Aucune odeur ne lui avait échappé et après l'avion, le taxi, le train, elle avait fini par retrouver la maison. Tante Lou lui avait fait signe de s'approcher avec un sourire à la fois usé jusqu'à la corde et lumineux comme une étoile polaire. Rachel prit une chaise près du lit, s'approcha de sa tante, lui saisit la main pour que coule en elle le secret. Elles restèrent ainsi pendant un temps qui échappa au temps.

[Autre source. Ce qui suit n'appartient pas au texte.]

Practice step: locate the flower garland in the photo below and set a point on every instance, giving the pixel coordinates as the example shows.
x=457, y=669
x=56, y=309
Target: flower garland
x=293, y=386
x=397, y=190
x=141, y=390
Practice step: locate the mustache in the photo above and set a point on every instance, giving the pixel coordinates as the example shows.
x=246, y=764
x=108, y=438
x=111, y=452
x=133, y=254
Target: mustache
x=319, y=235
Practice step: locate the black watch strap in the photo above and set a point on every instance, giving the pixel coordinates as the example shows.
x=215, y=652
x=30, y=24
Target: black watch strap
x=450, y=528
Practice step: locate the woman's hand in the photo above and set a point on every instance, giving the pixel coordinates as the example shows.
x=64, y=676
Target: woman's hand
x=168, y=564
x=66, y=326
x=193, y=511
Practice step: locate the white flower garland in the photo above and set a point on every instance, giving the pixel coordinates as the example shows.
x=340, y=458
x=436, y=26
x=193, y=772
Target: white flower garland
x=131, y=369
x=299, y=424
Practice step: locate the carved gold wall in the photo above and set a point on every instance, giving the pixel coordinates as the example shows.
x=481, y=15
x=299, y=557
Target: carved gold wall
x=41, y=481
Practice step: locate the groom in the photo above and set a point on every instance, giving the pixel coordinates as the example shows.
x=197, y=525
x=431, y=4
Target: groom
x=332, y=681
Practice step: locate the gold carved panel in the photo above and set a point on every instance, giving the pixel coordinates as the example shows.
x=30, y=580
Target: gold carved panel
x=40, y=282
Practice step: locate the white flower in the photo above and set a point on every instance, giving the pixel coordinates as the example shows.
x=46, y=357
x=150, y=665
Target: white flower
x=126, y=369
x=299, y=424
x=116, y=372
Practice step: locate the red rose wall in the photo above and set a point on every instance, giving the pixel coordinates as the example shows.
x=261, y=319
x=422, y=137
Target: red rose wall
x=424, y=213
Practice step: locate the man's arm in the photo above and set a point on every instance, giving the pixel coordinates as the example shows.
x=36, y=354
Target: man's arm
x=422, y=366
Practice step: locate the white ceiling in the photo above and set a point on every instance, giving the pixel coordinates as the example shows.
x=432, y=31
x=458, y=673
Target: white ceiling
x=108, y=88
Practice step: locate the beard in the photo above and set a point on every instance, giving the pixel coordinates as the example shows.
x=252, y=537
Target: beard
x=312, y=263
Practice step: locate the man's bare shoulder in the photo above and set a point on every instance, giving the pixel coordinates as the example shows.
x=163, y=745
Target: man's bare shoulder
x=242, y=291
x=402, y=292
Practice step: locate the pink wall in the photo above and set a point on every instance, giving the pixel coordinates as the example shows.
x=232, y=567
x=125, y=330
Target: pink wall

Le lendemain, Rachel sut que Tante Lou était partie dans la nuit. Elle avait rêvé dans toutes les langues et s'était retrouvée dans toutes les époques. Elle se leva et se décida. Elle voulait tout finir proprement. Elle appela son bureau, pour dire qu'elle ne reviendrait pas. Elle pris contact avec un notaire, pour mettre en vente la maison, et surtout fixer le prix de vente qui serait celui qu'un acheteur allait accepter dans douze jours. En allant se promener dans la lande, elle chercha comment elle pourrait prévenir le président et trouva que le mieux était encore d'aller directement là où dans le secret, il passait ses vacances. Ce n'était pas très loin d'ici. Elle sut qu'elle pouvait attendre demain, et alla s'acheter quelques habits, une voiture. Tante Lou avait laissé beaucoup d'argent. Au bureau, elle avait indiqué que tout ce que l'entreprise lui devait devrait sans perdre un instant être versé à la tribu Huron, dont on venait d'apprendre qu'elle était en renouveau. Des descendants s'étaient retrouvés, avait fondé une famille, s'était installés près du Niagara et avaient besoin de fonds. I
Elle rencontra le président alors qu'il descendait de la montagne. Elle s'approcha de lui sans que les gardes du corps esquissent le moindre geste et lui parla. Longuement. Il l'écouta, attentivement Elle lui expliqua dans le menu détail et il opinait du chef, régulièrement. Il lui promit de faire une conférence de presse très rapidement et avec son portable, prévint immédiatement les services secrets pour qu'ils bloquent les gares et les aéroports, puis consulta l'ONU et affréta un avion pour Rachel.
Il fallait qu'elle aille retrouver celui qui deviendrait son mari. Et le père de son enfant. Une fille. Elle l'appellerait évidemment Lou.